The situation demanded a power run, even without the Raiders' power runner. Washington gave them one. The second-year pro channeled his inner Marshawn running to his left. He slammed a shoulder into one defender at the line of scrimmage, kept his balance, bowled through another to reach the end zone.

"When you're that close to the line, you know you're going to have to go through some bodies," Washington said. "After I got through the first guy, I had to find a way to reach the end zone. At that point, it's about refusing to be denied."

That was an important showing for a Raiders offense playing Sunday in Buffalo without their main power source. The NFL suspended Lynch one game for the unsportsmanlike conduct that got him ejected.
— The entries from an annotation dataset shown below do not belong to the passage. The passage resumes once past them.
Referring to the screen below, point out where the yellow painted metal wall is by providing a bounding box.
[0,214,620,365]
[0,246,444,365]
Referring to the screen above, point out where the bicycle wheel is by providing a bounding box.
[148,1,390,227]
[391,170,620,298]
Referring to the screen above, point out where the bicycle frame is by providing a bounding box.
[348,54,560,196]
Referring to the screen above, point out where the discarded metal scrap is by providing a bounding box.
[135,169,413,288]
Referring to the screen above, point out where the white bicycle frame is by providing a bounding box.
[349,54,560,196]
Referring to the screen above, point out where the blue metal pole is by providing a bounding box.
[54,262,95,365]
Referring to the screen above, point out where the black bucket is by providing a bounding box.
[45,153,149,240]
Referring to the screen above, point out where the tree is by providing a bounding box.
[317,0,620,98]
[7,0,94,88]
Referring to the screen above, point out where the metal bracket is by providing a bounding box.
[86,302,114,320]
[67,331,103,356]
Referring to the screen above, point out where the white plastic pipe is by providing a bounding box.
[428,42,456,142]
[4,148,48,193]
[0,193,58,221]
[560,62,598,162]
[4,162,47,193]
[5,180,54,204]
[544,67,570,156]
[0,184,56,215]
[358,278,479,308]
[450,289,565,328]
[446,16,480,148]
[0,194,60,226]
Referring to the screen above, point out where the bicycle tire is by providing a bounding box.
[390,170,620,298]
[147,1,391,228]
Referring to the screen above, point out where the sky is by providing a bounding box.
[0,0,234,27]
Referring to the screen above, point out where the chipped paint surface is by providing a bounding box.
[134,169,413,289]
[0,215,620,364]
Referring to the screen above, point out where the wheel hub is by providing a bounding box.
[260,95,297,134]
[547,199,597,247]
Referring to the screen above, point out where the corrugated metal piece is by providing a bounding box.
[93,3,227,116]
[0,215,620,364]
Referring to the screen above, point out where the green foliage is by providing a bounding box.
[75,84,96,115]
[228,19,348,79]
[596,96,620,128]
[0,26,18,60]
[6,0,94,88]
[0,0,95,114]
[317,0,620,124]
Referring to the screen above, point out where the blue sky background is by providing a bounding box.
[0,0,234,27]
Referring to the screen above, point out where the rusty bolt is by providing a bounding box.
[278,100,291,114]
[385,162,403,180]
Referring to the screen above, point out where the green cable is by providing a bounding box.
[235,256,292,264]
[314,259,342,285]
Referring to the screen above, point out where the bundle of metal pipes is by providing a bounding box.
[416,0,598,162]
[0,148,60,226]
That leaves Washington and Richard to pick up the slack. There's confidence that duo can get the job done. Operating without Lynch will be different considering his bruising mentality contrasts Washington and Richard's slash and dash.

"They don't have the size and the power but they have a little more quickness, they catch the ball a little easier, better route-runners, things like so," Raiders head coach Jack Del Rio said. "So, if you're playing a little more wide open, in some respects they give you a little more juice."

Lynch ranks among the best tackle busters in NFL history. Richard and Washington won't offer that ground and pound. They offer more physicality that you might think. Washington proved that with Thursday's run, and Richard averaged 3.3 yards after contact per touch last season.

Elusiveness is key. Richard and Washington have that in spades.

"They call me the little guy and stuff, but I weigh a good amount," Richard said. "I'm strong in my weight. I believe that I can break tackles and make people miss. Yards after contract are big, and it's somewhat overlooked in my game. It doesn't mean you have run somebody straight over. You can give them half of your body and slip right off. I have that in my game."

Richard and Washington have split the workload before. Latavius Murray missed two games with turf toe last season, and the Raiders ran decently well. Jamize Olawale helped out once, and that trio averaged 3.56 yards per carry in a win. Richard and Washington ran another show last year, but didn't get many opportunities playing catch-up against the 2016 Chiefs.

They churned out 67 yards and a touchdown on 18 carries last week after Marshawn went down.

While they bring a dynamic quality to spread formations, the running backs insist they can operate any page in the playbook. That might make add unpredictability to the Raiders run game.

"We don't have too many tendencies when we're out there," Richard said. "We do a lot when DeAndre and I are in the game. We'll be able to spread the offense out and it might be tough to figure out what's going on. We want to use that to our advantage."

Left tackle Donald Penn knows the Raiders will run well with a simple plan. The front will create space. Backs just have to run through it.

"If they follow us," Penn said, ‘they'll be fine."